想著這些,沈瀾之卻開始扭動著,伸手扯了扯領口,喘息著喚她的名字,「阿月...阿月...」
那嘶啞低沉的嗓音顫抖不穩,粘稠而曖昧。
感受到周圍的行人在偷偷看向他們,又被他的聲音喊得耳尖發燙,璃月連忙移開視線不看他。
當即拿出袖中藏著的銀針,按住他的手,道:「大人,你別反抗,忍一忍。情況緊急,我只得先刺激穴位為你抑制藥效。」
說話的同時,手中的銀針已經扎在他手上的內關穴處。而後又探身往他的頭部而去,將銀針扎在百會穴處。

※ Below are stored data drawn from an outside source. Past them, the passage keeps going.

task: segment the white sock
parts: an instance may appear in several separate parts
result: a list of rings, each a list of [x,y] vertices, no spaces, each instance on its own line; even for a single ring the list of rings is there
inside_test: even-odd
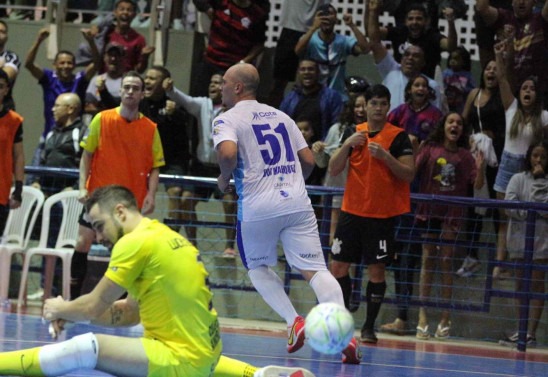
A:
[[[38,354],[40,369],[46,376],[61,376],[76,369],[95,369],[99,343],[93,333],[54,344],[48,344]]]
[[[284,284],[280,277],[266,266],[249,270],[248,275],[266,303],[285,319],[288,326],[292,326],[298,314],[284,291]]]
[[[316,294],[318,302],[334,302],[344,306],[344,298],[341,286],[337,279],[327,270],[318,271],[312,276],[309,282]]]

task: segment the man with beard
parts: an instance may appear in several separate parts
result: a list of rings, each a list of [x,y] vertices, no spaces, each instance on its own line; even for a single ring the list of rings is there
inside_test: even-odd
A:
[[[293,120],[307,118],[320,140],[337,123],[343,108],[342,96],[319,82],[318,64],[311,59],[299,62],[297,84],[283,99],[280,110]]]
[[[0,69],[8,74],[10,80],[10,90],[6,98],[4,98],[4,107],[15,109],[13,103],[12,91],[13,85],[15,85],[15,79],[19,73],[19,67],[21,67],[21,61],[17,54],[6,48],[8,42],[8,25],[0,20]]]
[[[337,10],[333,5],[319,7],[312,27],[295,46],[295,53],[318,63],[320,83],[338,91],[346,101],[346,58],[348,55],[368,53],[369,46],[367,38],[354,24],[350,14],[345,14],[343,21],[352,30],[354,37],[335,33]]]

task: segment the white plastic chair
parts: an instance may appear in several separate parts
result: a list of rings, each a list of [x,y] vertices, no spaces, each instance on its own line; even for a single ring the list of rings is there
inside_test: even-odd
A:
[[[42,213],[42,230],[40,233],[40,241],[37,247],[28,249],[25,252],[25,262],[21,272],[21,285],[19,286],[19,299],[17,306],[27,304],[26,288],[28,282],[28,274],[30,261],[33,256],[40,255],[46,260],[44,271],[44,298],[51,295],[53,286],[53,275],[55,273],[55,258],[61,258],[63,261],[63,298],[70,299],[70,265],[72,262],[72,254],[74,246],[78,238],[78,217],[82,212],[83,205],[78,201],[79,191],[62,191],[58,194],[50,196],[44,203]],[[50,227],[51,209],[57,203],[61,203],[63,209],[63,217],[55,247],[47,247],[48,234]]]
[[[4,234],[0,239],[0,302],[8,299],[11,259],[14,254],[23,254],[27,248],[32,229],[44,204],[42,191],[23,186],[21,207],[10,210]]]

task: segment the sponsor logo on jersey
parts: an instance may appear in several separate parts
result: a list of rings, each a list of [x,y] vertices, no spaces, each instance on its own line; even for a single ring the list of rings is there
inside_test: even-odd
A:
[[[253,114],[253,120],[272,118],[277,115],[275,111],[253,111],[251,114]]]
[[[295,164],[274,166],[263,170],[263,178],[278,174],[295,174],[296,172]]]

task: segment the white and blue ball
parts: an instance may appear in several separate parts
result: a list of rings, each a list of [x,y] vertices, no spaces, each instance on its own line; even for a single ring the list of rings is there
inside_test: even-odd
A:
[[[342,352],[354,335],[354,318],[345,307],[323,303],[306,316],[304,332],[307,343],[325,354]]]

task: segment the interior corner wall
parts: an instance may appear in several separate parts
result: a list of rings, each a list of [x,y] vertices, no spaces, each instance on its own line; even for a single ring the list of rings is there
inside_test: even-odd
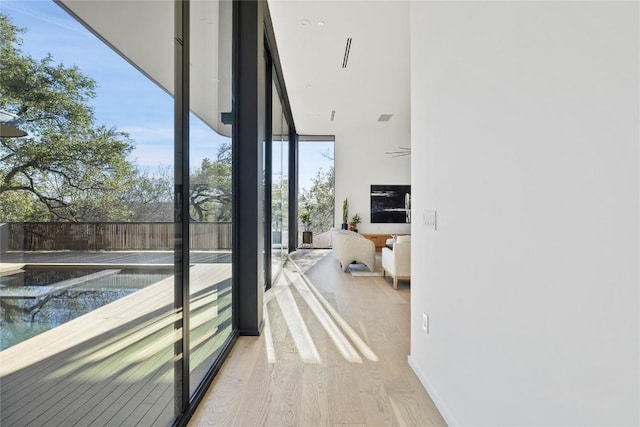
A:
[[[411,2],[409,362],[450,425],[640,424],[638,8]]]
[[[392,120],[401,120],[394,117]],[[360,233],[409,234],[411,224],[372,224],[371,185],[410,185],[411,156],[392,158],[385,152],[410,147],[406,131],[397,132],[391,123],[374,123],[370,128],[335,135],[335,226],[342,224],[342,202],[349,199],[349,218],[358,213]]]

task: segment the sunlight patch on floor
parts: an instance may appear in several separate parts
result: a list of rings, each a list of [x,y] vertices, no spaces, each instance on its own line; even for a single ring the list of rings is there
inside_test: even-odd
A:
[[[340,314],[331,306],[331,304],[329,304],[329,302],[326,299],[324,299],[324,297],[320,294],[320,292],[318,292],[316,287],[313,286],[313,283],[309,281],[307,276],[304,273],[302,273],[300,269],[298,269],[298,266],[296,265],[296,263],[293,261],[291,261],[291,263],[298,270],[300,277],[309,286],[309,289],[311,290],[311,292],[313,292],[313,294],[318,299],[318,301],[320,301],[320,303],[324,306],[325,310],[327,310],[327,312],[331,315],[331,317],[333,317],[336,323],[338,323],[338,325],[342,328],[343,332],[347,335],[347,337],[351,340],[351,342],[358,348],[358,350],[360,350],[360,353],[362,353],[362,355],[367,359],[369,359],[370,361],[377,362],[378,356],[376,356],[373,350],[371,350],[371,348],[362,340],[362,338],[360,338],[360,335],[358,335],[358,333],[355,330],[353,330],[353,328],[349,325],[349,323],[347,323],[347,321],[344,320],[342,316],[340,316]]]
[[[273,335],[271,334],[271,321],[269,320],[269,310],[267,304],[264,305],[264,342],[267,346],[267,361],[269,363],[276,363],[276,351],[273,348]]]
[[[300,314],[300,310],[296,305],[291,288],[287,286],[277,289],[277,291],[276,301],[278,301],[278,305],[280,305],[280,309],[284,313],[284,320],[289,327],[289,332],[291,332],[291,337],[296,344],[302,361],[305,363],[322,363],[320,353],[318,353],[307,325],[302,319],[302,314]]]
[[[378,357],[367,343],[318,292],[296,262],[289,258],[277,283],[267,292],[264,299],[264,334],[269,363],[276,361],[268,307],[268,303],[273,299],[276,299],[284,314],[285,323],[300,358],[305,363],[322,363],[313,337],[309,333],[298,303],[296,303],[292,286],[346,361],[362,363],[360,355],[370,361],[378,361]],[[365,332],[364,329],[363,332]]]

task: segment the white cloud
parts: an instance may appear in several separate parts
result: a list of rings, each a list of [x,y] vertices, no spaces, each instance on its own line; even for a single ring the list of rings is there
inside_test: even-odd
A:
[[[136,144],[147,141],[173,144],[173,127],[124,126],[118,130],[127,132]]]

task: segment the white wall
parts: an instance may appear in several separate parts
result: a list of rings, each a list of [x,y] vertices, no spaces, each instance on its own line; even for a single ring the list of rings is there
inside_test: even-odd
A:
[[[409,82],[406,81],[407,93]],[[407,108],[408,110],[408,108]],[[349,218],[356,212],[362,217],[360,233],[411,232],[410,224],[371,223],[371,185],[411,184],[411,156],[393,158],[385,152],[411,144],[409,118],[404,132],[398,132],[397,123],[375,122],[367,129],[336,135],[335,144],[335,224],[342,224],[342,202],[349,199]],[[392,120],[402,120],[393,117]]]
[[[409,361],[450,424],[640,424],[638,5],[411,3]]]

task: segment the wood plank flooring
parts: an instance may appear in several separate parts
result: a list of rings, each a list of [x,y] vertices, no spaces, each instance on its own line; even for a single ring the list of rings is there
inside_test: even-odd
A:
[[[327,254],[287,264],[263,334],[238,339],[190,426],[446,425],[407,363],[409,283],[353,277]]]

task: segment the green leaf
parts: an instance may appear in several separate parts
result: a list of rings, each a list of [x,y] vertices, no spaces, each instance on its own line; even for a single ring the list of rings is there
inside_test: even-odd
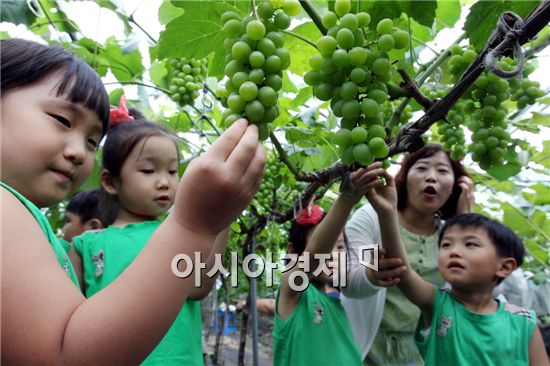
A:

幾息後,沈瀾之只覺得體內的燥熱退去了些許,僅有的理智占了上峰。
他抬頭看向正俯身查看他反應的璃月,眸中恢復了幾分清明,低聲喚她的名,「阿月。」
只是嗓音仍是低沉沙啞,面上的潮紅並未褪去,人也依舊瀲灩著春色。
璃月忽略這些看向他,「你方才碰過什麼東西,怎麼會突然中了藥,還有......方才那個女子是何人?」
話說了出來,她又意識到時間緊迫,方才施的針恐怕抑制不住多久,不待沈瀾之回話,她又加了一句,「其他的之後再說,你先回答方才碰過什麼?」
腦海中已經是一團漿糊了的沈瀾之,此時眼中只有璃月一直動個不停的嘴唇,又感受到體內隱隱翻湧著的燥熱,他的喉結微微動了動。
——想親。
可那僅剩不多的理智支撐他,從身下翻出來方才倒地時壓在身下的香囊。
「是這個香囊,裡面被人下了藥。」
見璃月要伸手接過,沈瀾之的手往後縮了縮,又重複了一遍,「不能給你,裡面被人下了藥。」
璃月卻是眼疾手快,一把抓住那個香囊,而後將沈瀾之放在地上。又從藥囊中拿出沈瀾之送她的那把小刀。
「你不給我,我如何分辨得出你中的是哪一種?」
「我要割開這個香囊,你用袖子捂住口鼻,切勿又吸入。」
話落,她已經將手帕鋪在地上,深吸一口氣,而後屏住呼吸,手腕輕轉,用小刀將那香囊割開。
剎那間,一股混雜著馥郁甜香與淡淡腐臭的怪異氣味出現在空氣中。
而被割開的香囊內,原本該是均勻分布的香料,此刻卻有一簇色澤詭異的淡紫色粉末,如悄然蟄伏的毒花,格格不入。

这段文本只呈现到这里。